Moist opened the vault and put the crate on a shelf. It looked a bit lost and alone, but he could just make out the thudding of the press in the Mint as Mr Spools's men worked hard at providing it with company.

Adora Belle leaned on the doorframe, watching him carefully.

'They tell me that while I was away you did all kinds of risky things. Is that true?'

'I like to flirt with risk. It's always been part of my life.'

'But you don't do that kind of stuff while I'm around,' said Adora Belle. 'So I'm enough of a thrill, am I?'

She advanced. The heels helped, of course, but Spike could move like a snake trying to sashay, and the severe, tight and ostensibly modest dresses she wore left everything to the imagination, which is much more inflammatory than leaving nothing. Speculation is always more interesting than facts.

'What are you thinking about right now?' she said. She dropped her cigarette stub and pinned it with a heel.

'Money boxes,' said Moist instantly.

'Money boxes?'

'Yes, in the shape of the bank and the Mint. To teach the kiddies the habits of thrift.
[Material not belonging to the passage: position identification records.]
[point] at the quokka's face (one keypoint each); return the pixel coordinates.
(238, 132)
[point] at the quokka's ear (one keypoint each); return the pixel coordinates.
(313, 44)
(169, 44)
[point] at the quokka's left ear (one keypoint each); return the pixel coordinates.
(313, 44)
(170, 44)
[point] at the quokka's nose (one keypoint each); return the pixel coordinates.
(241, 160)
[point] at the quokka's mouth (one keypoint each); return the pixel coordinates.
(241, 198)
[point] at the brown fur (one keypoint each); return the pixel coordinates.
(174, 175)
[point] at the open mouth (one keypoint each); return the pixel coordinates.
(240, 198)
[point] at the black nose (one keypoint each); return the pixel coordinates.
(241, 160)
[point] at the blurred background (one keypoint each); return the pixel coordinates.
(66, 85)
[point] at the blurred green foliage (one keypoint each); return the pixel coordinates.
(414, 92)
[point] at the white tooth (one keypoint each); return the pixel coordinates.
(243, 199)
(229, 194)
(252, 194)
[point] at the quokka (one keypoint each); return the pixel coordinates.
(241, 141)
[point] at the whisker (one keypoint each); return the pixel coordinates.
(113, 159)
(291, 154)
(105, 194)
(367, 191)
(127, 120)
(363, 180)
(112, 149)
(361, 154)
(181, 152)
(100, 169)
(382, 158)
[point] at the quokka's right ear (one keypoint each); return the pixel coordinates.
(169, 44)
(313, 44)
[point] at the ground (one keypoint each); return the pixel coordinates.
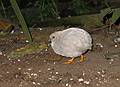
(46, 69)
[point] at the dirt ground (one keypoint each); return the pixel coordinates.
(101, 68)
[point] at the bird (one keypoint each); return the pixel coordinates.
(71, 42)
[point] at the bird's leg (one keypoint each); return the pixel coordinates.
(69, 61)
(82, 58)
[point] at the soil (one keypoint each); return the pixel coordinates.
(101, 68)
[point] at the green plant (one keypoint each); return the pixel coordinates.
(21, 20)
(48, 9)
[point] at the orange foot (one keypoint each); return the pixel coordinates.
(69, 61)
(82, 58)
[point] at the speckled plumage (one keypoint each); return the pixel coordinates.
(71, 42)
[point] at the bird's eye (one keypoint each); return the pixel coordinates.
(53, 37)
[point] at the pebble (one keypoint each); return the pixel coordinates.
(80, 80)
(87, 82)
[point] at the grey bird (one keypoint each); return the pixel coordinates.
(71, 42)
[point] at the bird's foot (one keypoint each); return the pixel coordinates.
(82, 58)
(71, 61)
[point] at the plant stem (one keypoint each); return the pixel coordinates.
(21, 20)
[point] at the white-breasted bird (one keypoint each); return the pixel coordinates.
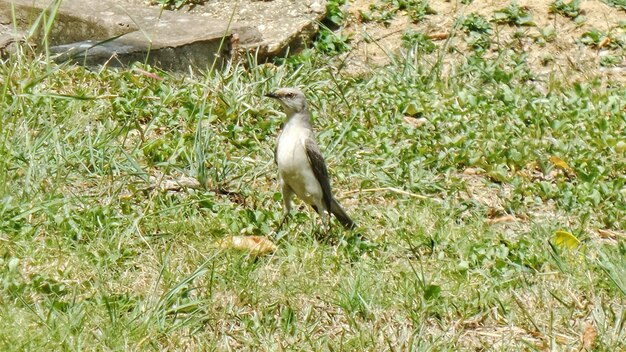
(301, 166)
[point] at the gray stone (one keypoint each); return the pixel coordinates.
(118, 33)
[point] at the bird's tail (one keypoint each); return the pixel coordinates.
(341, 215)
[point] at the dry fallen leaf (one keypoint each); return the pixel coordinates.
(589, 337)
(470, 171)
(415, 122)
(561, 164)
(501, 219)
(614, 235)
(565, 239)
(438, 36)
(257, 245)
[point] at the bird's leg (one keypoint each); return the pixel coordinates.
(287, 195)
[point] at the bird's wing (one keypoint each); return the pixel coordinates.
(316, 160)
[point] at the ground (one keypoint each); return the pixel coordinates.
(562, 53)
(490, 203)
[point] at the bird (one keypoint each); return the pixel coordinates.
(301, 167)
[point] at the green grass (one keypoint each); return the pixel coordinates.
(93, 257)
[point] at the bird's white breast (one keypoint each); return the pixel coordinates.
(293, 164)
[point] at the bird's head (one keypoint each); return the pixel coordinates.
(292, 99)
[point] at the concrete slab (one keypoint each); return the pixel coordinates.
(119, 32)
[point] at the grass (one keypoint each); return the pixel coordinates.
(95, 255)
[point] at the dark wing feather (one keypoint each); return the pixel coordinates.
(319, 169)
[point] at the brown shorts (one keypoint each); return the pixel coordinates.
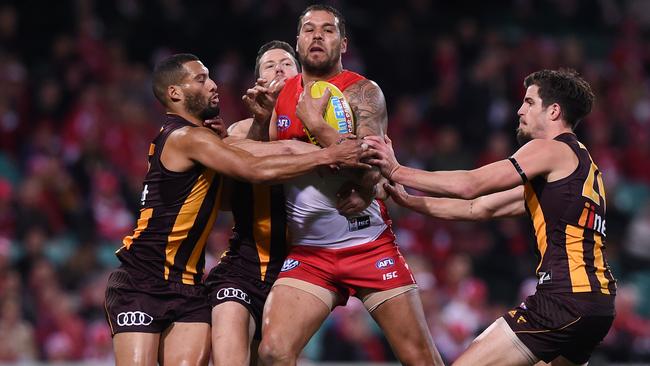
(137, 302)
(569, 325)
(225, 283)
The money could go in the slot where the Bad Penny is - '

'Are you really thinking about money boxes?'

'Er, no. I'm flirting with risk again.'

'That's better!'

'Although you must admit that it's a pretty clev - '

Adora Belle grabbed Moist by the shoulders. 'Moist von Lipwig, if you don't give me a big wet kiss right now -  Ow! Are there fleas down here?'

It felt like a hailstorm. The air in the vault had become a golden mist. It would have been pretty, if it wasn't so heavy. It stung where it touched.

Moist grabbed her hand and dragged her out as the teeming particles became a torrent. Outside, he took off his hat, which was already so heavy that it was endangering his ears, and tipped a small fortune in gold on to the floor. The vault was already half full.